We verified this assumption regarding tumor cellularity using quantitative DWI. DWI can be used to measure the differences in the random displacement of water molecules in tissues [15]. This difference in water mobility is quantified by the ADC value, which is inversely correlated with tissue cellularity [15]. ADC values have been known to be lower in malignant head and neck cancers than in benign tumors, with cut-off values of approximately 1.25 × 10− 3 mm2/sec. Furthermore, due to the compact cellularity of lymphomas, ADC values are lower in lymphomas than in squamous cell carcinomas, with a range of 0.64–0.66 × 10− 3 mm2/sec [16]. Therefore, the ADC value of 0.76×10− 3 mm2/s seen in our patient confirmed that the tumor had higher cellularity than a benign tumor, but lower cellularity than a lymphoma, which was a significant diagnostic clue.
Previous studies that have used DCE-MRI to assess head and neck tumors, adopted different vendors, scan protocols, and software, thus, the generalizability of the results could not be confirmed [17]. However, we observed low values of Ktrans and Vp, both of which have been found to correlate with intratumoral MVD and vascular endothelial growth factor expression in pathologic studies [18]. Interestingly, we observed low MVD on CD34 immunostaining and low intratumoral vascular parameters on DCE-MRI, indicating that DCE-MRI parameters can be used to demonstrate the hypovascularity of PPSS. This is consistent with the findings of a study of synovial sarcoma arising from the kidney [19]. This might aid the differentiation of PPSS from other hypervascular tumors such as hemangiopericytoma. However, further research on the DCE-MRI parameters and their pathologic correlations is warranted.
Ours is the first study to report a high APTw-signal in a patient with PPSS. APTw-MRI is a recently developed molecular imaging technique that detects amide proton constituents in tumors based on chemical exchange saturation transfer between free water and mobile proteins/peptides [20]. A few studies have used APTw-MRI to differentiate between benign and malignant head and neck tumors, and they found that a cutoff APTw-signal of approximately 2% showed a good performance in differentiating benign and malignant tumors [21]. We observed a high APTw-signal (2.6%), which may be a characteristic finding of malignant tumors. However, no studies have compared APTw-signal values between lymphomatous and non-lymphomatous tumors. Further studies evaluating the importance of APTw-MRI for this differentiation are necessary.
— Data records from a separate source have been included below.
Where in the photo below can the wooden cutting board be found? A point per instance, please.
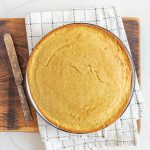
(11, 114)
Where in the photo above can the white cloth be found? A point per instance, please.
(124, 130)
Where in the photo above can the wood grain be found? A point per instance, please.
(11, 114)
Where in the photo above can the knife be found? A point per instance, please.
(17, 75)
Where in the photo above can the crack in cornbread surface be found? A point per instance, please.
(80, 78)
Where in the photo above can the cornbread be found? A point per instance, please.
(80, 77)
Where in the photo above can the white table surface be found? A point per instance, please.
(134, 8)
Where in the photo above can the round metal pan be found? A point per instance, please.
(132, 86)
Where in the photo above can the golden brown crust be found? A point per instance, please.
(120, 110)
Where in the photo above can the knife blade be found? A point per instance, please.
(17, 75)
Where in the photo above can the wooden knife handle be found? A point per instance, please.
(24, 103)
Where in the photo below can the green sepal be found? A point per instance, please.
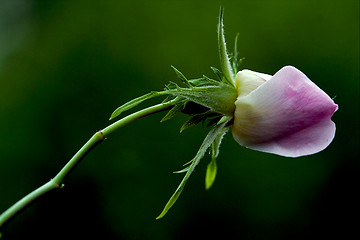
(225, 64)
(220, 98)
(133, 103)
(174, 110)
(217, 73)
(209, 139)
(182, 77)
(210, 173)
(195, 120)
(211, 169)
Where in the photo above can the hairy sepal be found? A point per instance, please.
(218, 98)
(208, 141)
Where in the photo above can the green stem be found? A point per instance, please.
(57, 181)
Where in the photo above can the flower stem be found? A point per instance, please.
(57, 181)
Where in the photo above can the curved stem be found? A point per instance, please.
(97, 138)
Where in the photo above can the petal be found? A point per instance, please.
(247, 81)
(287, 115)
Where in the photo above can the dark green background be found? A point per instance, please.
(66, 65)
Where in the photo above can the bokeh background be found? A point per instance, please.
(66, 65)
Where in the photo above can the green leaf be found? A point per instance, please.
(133, 103)
(225, 64)
(174, 110)
(217, 73)
(212, 166)
(182, 77)
(203, 82)
(235, 60)
(210, 173)
(220, 98)
(209, 139)
(193, 121)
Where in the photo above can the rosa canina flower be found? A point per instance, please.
(284, 114)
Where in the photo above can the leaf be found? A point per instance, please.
(220, 98)
(209, 139)
(217, 72)
(174, 110)
(210, 173)
(212, 166)
(182, 77)
(204, 81)
(133, 103)
(193, 121)
(235, 60)
(225, 64)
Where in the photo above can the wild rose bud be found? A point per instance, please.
(284, 114)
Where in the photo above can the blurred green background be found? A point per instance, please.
(66, 65)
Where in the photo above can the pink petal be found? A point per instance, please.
(287, 115)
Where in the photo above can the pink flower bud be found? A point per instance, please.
(284, 114)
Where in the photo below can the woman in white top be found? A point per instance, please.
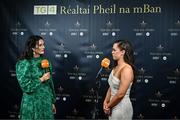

In conclusion, PPSS is a rare tumor that is often challenging to diagnose and treat and requires multidisciplinary management. Our patient demonstrated the characteristic findings of PPSS, including a homogeneously enhancing mass with a high signal intensity on T2-weighted conventional MRI, low ADC value on DWI, low Ktrans and Vp on DCE-MRI, and high APTw-signal on APTw-MRI. Considering these imaging findings in addition to the clinical features of PPSS could improve preoperative diagnosis and enable appropriate surgical planning and early treatment.